HEADS-UP LONG ISLAND, NEW YORK 

*** SPOKEN WORD, SOUTHAMPTON ***
Friday, November 11 at 7 PM – 9 PM EST, Hampton Coffee Company Southampton Coffee Experience,
749 County Road 39A, Southampton, New York 11968

Maggie Bloomfield presents: An Evening of East End Poets and Sublime Caffeination with Fabulous Featured Poets:  L. B. Thompson, Brian Cudzilo, Susan Dingle,  Adrienne Unger, Russ Green, and Michelle Whittaker

Open mic to follow. Be there at 6:30 pm sign up to read.

***POETRY IN DOWNTOWN BAY SHORE!***
Saturday, November 12 at 7 PM – 9:30 PM EST – Cyrus: Chai & Coffee Company, 1 Railroad Plz, Bay Shore, New York 11706.

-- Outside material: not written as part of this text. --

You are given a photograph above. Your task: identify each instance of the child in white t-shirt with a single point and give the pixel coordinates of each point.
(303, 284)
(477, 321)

Join hosts Matt Pasca and Terri Muuss every second Saturday at Cyrus’ for the kind of poetry, coffee, treats and open mic experience you’ve been looking for!!! Our features will move and inspire you with their honesty and scintillating presence. Open mic follows features, so bring your ukulele, cello, double bass, guitar, sonnets, spoken word, villanelles and more!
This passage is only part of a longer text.